Summary: Because an employer didn’t replace a safety lanyard according to the schedule recommended by the device’s manufacturer, the equipment failed at a critical moment and sent an unsuspecting employee tumbling to his death.
The incident: When Scott Lewis accepted a job as a zip line instructor at Stowe Mountain Resort, Stowe, VT, he was overjoyed to be able to spend most of his time outdoors, which is where he loved to be.
Lewis was on the zip line one day speeding along at 82 miles per hour toward the bottom of the run, where he was supposed to meet some guests. Without warning, his lanyard failed, and Lewis was thrown from the zip line. He hit the decking of a cable bollard located at the bottom of the run.
The response: Coworkers raced over to help Lewis. They found him underneath the zip line’s platform with his helmet off and his harness ripped. Someone administered CPR, but Lewis was badly hurt and was soon declared dead.
The aftermath: Lewis, 53, left behind his wife and three boys. His wife, Molly Lewis, has filed a lawsuit against Vail Resorts, the owner of Stowe Mountain Resort. The lawsuit alleges that the company’s negligence caused her husband’s death.
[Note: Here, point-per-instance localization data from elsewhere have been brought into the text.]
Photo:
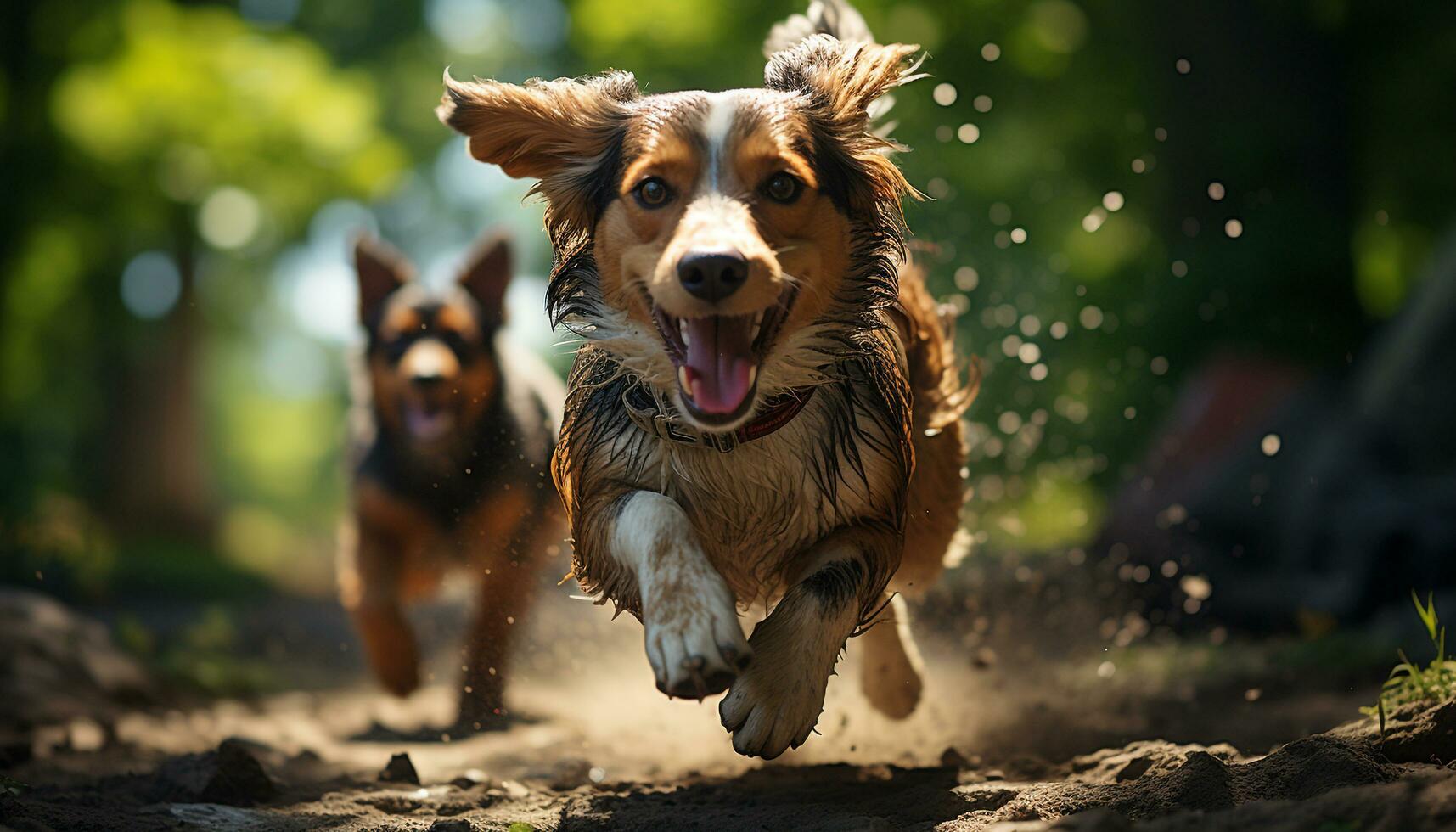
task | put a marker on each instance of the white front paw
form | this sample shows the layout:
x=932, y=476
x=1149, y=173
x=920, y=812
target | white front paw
x=772, y=708
x=694, y=640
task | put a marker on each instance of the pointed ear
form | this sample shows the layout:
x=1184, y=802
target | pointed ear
x=566, y=133
x=485, y=277
x=380, y=270
x=840, y=82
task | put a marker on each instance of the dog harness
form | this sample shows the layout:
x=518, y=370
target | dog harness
x=655, y=420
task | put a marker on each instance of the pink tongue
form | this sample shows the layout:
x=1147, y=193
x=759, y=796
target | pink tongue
x=720, y=359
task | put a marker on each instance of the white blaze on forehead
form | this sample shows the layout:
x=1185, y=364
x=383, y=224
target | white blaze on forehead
x=722, y=110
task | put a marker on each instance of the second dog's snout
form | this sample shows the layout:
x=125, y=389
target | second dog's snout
x=712, y=276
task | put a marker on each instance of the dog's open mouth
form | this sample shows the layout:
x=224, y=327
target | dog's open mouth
x=718, y=357
x=427, y=421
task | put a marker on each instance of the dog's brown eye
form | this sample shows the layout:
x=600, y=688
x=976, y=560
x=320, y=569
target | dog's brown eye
x=782, y=188
x=653, y=193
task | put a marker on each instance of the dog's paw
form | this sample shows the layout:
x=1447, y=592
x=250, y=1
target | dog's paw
x=694, y=640
x=771, y=710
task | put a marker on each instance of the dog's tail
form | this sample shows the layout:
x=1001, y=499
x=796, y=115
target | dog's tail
x=942, y=384
x=839, y=20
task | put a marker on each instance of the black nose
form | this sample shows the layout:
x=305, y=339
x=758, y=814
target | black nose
x=712, y=276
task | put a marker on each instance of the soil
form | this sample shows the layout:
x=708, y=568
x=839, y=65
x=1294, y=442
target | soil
x=1018, y=732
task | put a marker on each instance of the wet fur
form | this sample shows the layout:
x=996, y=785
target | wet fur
x=818, y=520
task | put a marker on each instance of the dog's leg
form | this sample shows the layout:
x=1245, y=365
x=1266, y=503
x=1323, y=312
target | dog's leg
x=778, y=700
x=690, y=620
x=890, y=663
x=368, y=587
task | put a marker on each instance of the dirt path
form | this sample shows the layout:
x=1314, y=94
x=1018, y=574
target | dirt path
x=1002, y=742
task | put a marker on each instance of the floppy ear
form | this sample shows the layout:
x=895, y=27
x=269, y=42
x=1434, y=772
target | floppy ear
x=566, y=133
x=485, y=277
x=380, y=270
x=839, y=83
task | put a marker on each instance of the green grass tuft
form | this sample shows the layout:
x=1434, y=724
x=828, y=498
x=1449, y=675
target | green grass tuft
x=1409, y=683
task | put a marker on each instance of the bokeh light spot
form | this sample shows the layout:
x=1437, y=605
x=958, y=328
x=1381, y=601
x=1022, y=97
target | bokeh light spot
x=229, y=219
x=150, y=284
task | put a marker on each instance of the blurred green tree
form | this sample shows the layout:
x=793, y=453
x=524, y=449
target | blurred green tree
x=193, y=136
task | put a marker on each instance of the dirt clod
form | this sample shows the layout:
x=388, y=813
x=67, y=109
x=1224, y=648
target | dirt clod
x=399, y=770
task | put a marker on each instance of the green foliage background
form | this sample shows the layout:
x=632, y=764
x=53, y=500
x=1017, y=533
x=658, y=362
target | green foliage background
x=1071, y=217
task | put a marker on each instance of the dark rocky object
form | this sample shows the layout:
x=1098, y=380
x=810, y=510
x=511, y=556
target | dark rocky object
x=399, y=770
x=57, y=665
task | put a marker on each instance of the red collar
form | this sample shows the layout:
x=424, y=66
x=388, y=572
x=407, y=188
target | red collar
x=779, y=413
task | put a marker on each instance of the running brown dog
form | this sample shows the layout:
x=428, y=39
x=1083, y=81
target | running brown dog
x=453, y=443
x=766, y=410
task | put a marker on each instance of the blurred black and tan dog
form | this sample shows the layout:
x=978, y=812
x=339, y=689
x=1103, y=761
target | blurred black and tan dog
x=454, y=429
x=766, y=410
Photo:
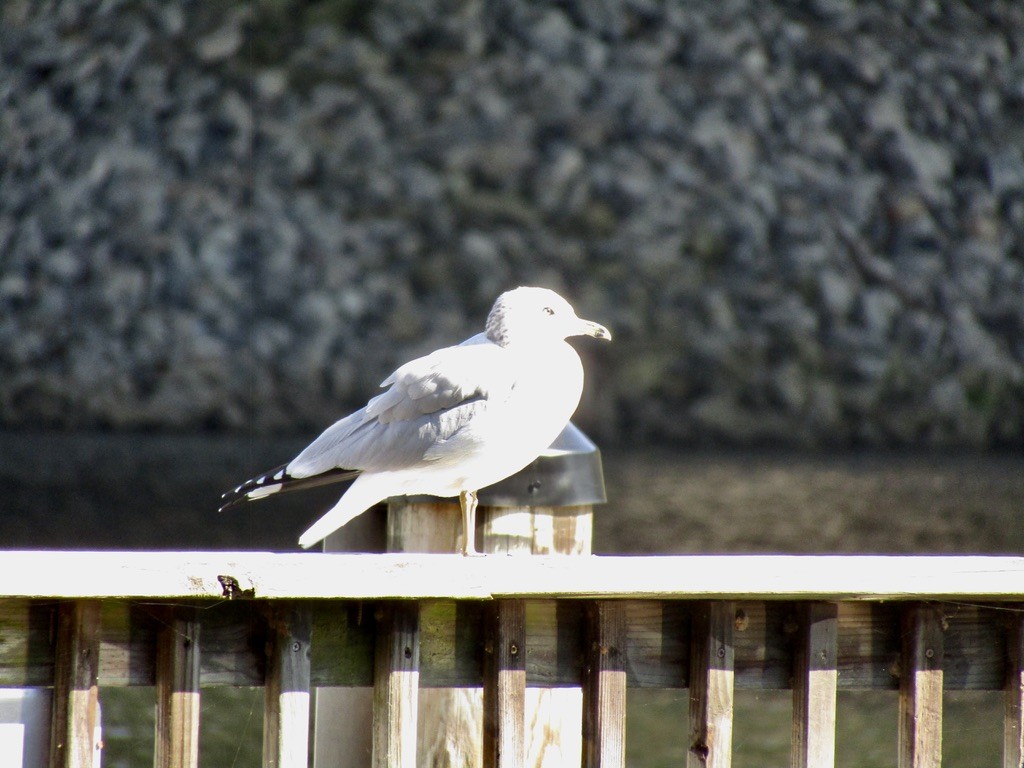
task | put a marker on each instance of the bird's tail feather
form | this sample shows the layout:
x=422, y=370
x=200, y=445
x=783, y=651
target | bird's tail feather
x=359, y=497
x=278, y=480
The lawsuit cites a report from the Vermont Occupational Safety and Health Administration, which found that Vail didn’t replace the lanyard every year, as recommended by the lanyard’s manufacturer. In fact, the equipment that failed and caused Lewis’s death had been in service for more than three years.
“Unlike most of us,” reads Lewis’s obituary, “Scott had become the person he wanted to be. He was doing what he loved, raising the kids he loved in the mountains he loved. He was happy.”